Можно сказать, что тропические растения репрезентируют окружающую их почву посредством взаимодействий с травоядными. В ходе этих взаимодействий различия в почвенных условиях усиливаются и потому становятся более важными для растений. Иными словами, если бы не другие жизненные формы, различия в характеристиках почвы не имели бы для растений такого значения. Поэтому растения плодородных почв, которым не нужно тратить энергию на производство ядовитых веществ, растут лучше, чем растения бедных почв, экспериментальным путем огражденные от травоядных
[61].
В зонах умеренного климата, где травоядные, питающиеся также насекомыми, встречаются куда реже, специализация растений по типам почв очень незначительна даже в областях, где почвенное разнообразие (то есть соседство бедных и плодородных почв) выше, чем в тропических регионах (Fine, 2004: 2).

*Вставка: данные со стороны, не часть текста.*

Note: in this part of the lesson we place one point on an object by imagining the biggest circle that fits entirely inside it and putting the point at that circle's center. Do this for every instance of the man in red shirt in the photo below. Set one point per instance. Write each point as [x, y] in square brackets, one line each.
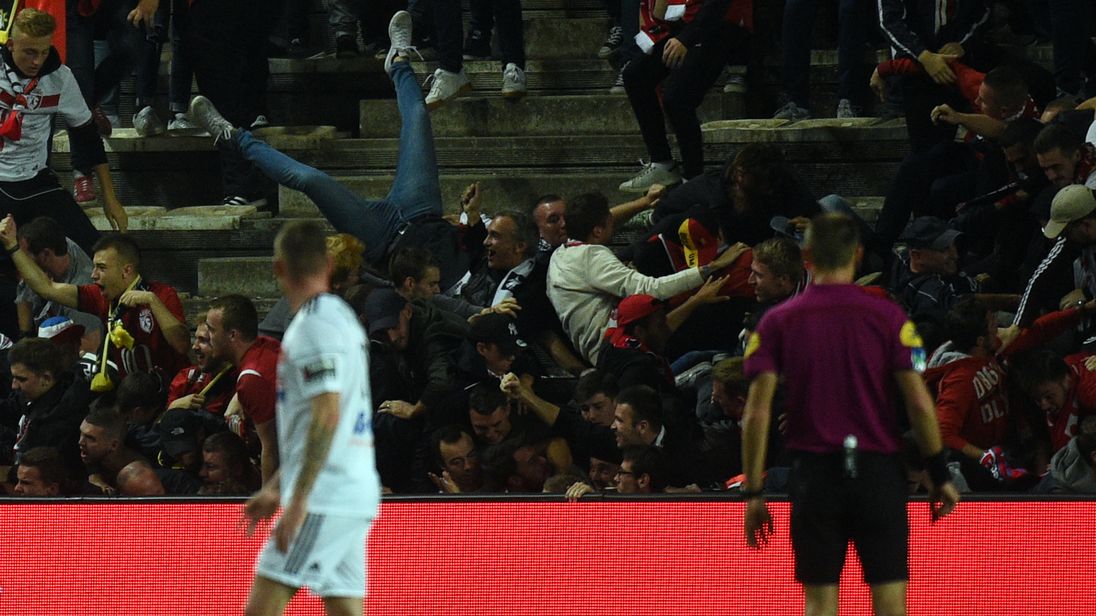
[208, 384]
[968, 374]
[144, 321]
[1064, 389]
[233, 337]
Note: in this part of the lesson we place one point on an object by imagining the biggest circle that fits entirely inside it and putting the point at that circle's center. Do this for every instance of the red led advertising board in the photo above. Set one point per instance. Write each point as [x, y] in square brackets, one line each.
[539, 557]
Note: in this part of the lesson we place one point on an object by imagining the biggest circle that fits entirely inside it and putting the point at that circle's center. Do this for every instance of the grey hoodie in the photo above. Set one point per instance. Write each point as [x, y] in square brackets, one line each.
[1071, 471]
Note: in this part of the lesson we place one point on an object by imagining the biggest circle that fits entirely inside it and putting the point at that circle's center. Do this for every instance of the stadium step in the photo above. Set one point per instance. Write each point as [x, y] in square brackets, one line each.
[193, 218]
[251, 275]
[513, 189]
[547, 115]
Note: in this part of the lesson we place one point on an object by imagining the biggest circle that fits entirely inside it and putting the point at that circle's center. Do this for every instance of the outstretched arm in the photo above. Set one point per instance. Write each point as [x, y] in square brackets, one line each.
[320, 433]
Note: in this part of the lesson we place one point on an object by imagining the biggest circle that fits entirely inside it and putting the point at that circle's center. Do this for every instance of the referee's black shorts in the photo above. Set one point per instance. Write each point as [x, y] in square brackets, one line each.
[829, 510]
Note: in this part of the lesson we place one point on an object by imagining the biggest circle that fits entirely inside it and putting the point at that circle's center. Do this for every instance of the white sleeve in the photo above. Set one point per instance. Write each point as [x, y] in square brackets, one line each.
[609, 275]
[322, 356]
[71, 106]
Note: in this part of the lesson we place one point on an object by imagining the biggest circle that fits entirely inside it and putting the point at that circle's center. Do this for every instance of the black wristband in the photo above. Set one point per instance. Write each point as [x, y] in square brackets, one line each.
[751, 493]
[937, 467]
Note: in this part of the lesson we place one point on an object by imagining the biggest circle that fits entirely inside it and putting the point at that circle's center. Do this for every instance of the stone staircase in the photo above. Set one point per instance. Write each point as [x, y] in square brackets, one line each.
[569, 135]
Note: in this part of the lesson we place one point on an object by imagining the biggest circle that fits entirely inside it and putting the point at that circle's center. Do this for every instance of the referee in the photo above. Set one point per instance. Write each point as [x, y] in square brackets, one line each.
[842, 354]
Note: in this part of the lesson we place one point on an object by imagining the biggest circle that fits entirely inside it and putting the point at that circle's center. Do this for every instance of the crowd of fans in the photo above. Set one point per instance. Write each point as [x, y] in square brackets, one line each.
[531, 350]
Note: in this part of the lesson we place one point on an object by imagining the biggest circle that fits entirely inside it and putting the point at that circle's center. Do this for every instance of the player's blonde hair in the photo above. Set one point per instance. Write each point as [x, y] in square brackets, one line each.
[33, 23]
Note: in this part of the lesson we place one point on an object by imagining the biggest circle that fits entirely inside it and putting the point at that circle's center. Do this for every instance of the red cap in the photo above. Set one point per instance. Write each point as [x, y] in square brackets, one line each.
[636, 307]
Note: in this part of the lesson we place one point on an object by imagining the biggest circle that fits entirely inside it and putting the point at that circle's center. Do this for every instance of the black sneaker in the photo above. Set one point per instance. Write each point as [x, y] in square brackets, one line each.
[478, 45]
[103, 124]
[296, 49]
[345, 46]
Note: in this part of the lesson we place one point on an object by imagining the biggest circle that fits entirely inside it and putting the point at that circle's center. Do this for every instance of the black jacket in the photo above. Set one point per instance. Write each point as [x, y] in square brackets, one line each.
[915, 25]
[53, 420]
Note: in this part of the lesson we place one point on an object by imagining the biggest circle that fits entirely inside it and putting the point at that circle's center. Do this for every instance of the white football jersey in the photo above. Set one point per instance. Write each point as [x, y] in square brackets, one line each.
[56, 92]
[324, 350]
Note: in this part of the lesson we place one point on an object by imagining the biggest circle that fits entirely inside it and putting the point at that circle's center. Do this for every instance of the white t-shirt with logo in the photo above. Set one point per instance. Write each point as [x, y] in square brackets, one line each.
[56, 93]
[324, 350]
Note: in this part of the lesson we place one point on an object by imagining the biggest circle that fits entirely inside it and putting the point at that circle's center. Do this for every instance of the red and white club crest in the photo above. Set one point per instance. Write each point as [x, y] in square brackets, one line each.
[146, 320]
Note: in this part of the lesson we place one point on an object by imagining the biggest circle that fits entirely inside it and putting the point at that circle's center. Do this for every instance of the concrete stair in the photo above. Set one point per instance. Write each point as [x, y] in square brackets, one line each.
[547, 115]
[252, 276]
[567, 136]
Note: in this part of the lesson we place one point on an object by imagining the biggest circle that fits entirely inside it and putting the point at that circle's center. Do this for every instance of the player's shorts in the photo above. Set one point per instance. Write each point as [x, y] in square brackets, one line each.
[829, 510]
[328, 557]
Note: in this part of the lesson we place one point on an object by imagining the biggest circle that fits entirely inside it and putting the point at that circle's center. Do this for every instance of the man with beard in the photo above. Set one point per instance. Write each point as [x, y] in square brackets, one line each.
[105, 456]
[208, 383]
[753, 186]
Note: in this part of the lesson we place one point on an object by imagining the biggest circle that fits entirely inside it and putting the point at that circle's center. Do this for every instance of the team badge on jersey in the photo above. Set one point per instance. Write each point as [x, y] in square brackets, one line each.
[752, 345]
[911, 339]
[320, 369]
[146, 320]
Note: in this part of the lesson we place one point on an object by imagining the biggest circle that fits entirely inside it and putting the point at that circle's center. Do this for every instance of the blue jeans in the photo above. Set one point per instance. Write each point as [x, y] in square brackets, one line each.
[414, 193]
[125, 42]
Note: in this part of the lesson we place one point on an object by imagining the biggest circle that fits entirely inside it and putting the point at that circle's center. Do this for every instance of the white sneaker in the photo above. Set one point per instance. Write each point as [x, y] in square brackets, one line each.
[446, 86]
[735, 84]
[399, 34]
[210, 121]
[147, 123]
[652, 173]
[513, 81]
[181, 122]
[238, 200]
[845, 110]
[792, 112]
[617, 87]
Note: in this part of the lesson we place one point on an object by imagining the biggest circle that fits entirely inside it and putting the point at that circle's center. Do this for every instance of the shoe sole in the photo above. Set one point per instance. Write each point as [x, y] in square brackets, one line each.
[643, 190]
[463, 90]
[155, 132]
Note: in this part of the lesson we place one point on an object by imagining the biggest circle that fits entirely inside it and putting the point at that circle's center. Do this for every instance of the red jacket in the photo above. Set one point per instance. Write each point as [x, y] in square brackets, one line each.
[972, 403]
[691, 21]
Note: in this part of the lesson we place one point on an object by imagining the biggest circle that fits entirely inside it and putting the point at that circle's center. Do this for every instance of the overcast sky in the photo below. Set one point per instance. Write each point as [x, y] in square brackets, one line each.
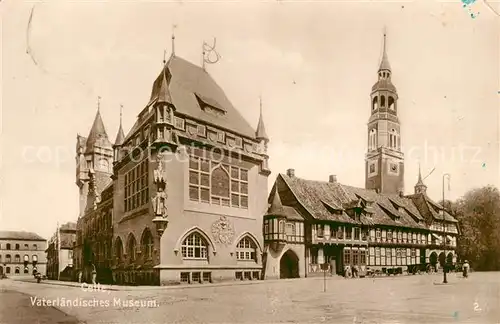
[313, 63]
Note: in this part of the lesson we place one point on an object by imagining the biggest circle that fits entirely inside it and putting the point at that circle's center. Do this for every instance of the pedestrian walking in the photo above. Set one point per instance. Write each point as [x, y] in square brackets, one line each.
[465, 269]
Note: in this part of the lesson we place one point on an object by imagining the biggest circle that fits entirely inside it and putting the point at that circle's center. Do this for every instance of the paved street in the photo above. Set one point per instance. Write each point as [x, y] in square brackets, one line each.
[406, 299]
[16, 308]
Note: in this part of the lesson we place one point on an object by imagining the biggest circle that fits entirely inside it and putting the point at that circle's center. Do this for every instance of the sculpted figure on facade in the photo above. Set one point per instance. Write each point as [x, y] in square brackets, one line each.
[223, 231]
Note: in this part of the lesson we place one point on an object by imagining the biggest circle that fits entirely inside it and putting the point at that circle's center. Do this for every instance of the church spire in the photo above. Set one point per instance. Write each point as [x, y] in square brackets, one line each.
[261, 134]
[97, 134]
[420, 187]
[384, 63]
[120, 136]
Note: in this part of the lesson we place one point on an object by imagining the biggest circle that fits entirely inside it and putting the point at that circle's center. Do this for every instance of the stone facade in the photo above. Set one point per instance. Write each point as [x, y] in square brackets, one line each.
[60, 253]
[22, 253]
[187, 193]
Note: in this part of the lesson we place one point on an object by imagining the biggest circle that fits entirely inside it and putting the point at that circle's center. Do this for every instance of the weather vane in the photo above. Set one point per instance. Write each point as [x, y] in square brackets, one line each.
[210, 55]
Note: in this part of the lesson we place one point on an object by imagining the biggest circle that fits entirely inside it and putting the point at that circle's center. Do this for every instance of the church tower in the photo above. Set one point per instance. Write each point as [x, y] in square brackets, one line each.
[94, 163]
[384, 158]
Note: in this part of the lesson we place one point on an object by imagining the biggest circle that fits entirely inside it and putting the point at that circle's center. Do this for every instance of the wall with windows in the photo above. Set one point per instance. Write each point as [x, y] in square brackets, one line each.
[201, 189]
[13, 254]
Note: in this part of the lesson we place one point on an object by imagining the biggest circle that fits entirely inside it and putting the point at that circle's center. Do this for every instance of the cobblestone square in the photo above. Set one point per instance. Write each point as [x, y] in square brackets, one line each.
[405, 299]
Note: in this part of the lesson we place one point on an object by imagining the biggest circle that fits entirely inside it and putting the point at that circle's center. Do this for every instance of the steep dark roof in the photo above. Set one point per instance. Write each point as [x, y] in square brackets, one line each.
[69, 226]
[316, 197]
[20, 235]
[330, 201]
[120, 136]
[430, 209]
[97, 134]
[67, 240]
[276, 208]
[190, 83]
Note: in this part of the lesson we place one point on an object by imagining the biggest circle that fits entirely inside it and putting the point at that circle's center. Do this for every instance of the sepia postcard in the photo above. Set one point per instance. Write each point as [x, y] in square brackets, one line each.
[281, 161]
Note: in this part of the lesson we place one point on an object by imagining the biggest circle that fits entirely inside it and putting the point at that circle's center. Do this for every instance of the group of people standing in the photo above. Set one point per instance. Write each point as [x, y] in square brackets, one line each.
[351, 271]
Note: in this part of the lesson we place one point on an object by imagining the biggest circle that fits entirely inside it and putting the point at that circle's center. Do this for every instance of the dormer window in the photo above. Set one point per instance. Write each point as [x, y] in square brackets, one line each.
[209, 105]
[202, 131]
[221, 137]
[239, 142]
[179, 123]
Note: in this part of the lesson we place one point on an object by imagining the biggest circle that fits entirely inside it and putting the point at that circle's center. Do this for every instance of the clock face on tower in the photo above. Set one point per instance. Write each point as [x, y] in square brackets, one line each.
[103, 165]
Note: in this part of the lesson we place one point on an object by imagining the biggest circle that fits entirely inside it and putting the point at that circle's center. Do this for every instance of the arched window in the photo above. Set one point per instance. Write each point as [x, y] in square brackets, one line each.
[391, 103]
[220, 182]
[246, 249]
[147, 244]
[131, 247]
[194, 247]
[281, 226]
[393, 139]
[372, 145]
[118, 249]
[375, 103]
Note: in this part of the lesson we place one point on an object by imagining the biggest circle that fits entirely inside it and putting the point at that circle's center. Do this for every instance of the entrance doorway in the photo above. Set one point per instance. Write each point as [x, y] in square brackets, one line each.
[433, 259]
[449, 259]
[289, 265]
[442, 259]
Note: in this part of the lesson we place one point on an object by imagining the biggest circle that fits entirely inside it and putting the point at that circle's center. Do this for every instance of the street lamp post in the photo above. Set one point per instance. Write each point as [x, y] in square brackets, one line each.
[446, 175]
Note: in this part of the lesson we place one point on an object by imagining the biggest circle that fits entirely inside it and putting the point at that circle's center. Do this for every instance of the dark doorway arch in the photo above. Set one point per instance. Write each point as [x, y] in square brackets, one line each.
[433, 259]
[442, 259]
[289, 265]
[449, 258]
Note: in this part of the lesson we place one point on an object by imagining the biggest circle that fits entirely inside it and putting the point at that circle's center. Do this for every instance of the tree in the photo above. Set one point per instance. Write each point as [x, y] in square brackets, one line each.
[478, 213]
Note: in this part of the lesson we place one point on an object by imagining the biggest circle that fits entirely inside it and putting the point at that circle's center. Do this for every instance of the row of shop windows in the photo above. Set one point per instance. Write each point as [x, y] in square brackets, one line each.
[9, 246]
[247, 275]
[372, 256]
[17, 258]
[17, 270]
[374, 235]
[196, 277]
[275, 229]
[194, 246]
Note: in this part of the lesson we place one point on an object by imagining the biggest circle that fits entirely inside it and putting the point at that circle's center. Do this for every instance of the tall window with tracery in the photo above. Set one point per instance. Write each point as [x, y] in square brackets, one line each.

Другими словами, растения тропиков формируют более детальные репрезентации свойств своего окружения, чем растения умеренного климата. Находясь в относительно более плотной сети живых мыслей, они проводят больше различий между типами почв.
Обусловленное травоядными усиление почвенных различий не останавливается на растениях, но распространяется по всей экологии самостей. Например, танин – это химическая защита от травоядных, которую развили многие растения бедных почв Амазонии. Поскольку микроорганизмам трудно расщепить богатую танином лиственную подстилку, этот элемент просачивается в реки, отравляя рыб и другие организмы. Вследствие этого экосистемы, связанные с реками, собирающими воду с обширных территорий песчано-кварцевых почв, не столь богаты фауной (Janzen, 1974), что на протяжении истории оказало большое влияние на живущих в Амазонии людей (Moran, 1993). Различные формы, которые принимают все эти экологически связанные виды жизни, не сводятся лишь к свойствам почвы. Это не аргумент в пользу экологического детерминизма
[62]. И все же эта многовидовая сборка усиливает некоторые различия почвы и передает их именно как функцию большего числа отношений (относительно других экосистем) среди видов самостей, образующих эту экологию.
РЕЛЯЦИОННОСТЬ
Говоря кратко, самости – это мысли, чьи способы отношения друг к другу обусловлены их семиотической природой и сопряженной с ней ассоциативной логикой. Рассмотрение логики, посредством которой самости соотносятся друг с другом в этой экологии, заставляет нас также пересмотреть реляционность (relationality). В этом, вероятно, заключаются главная задача и метод анализа нашей дисциплины (Strathern, 1995).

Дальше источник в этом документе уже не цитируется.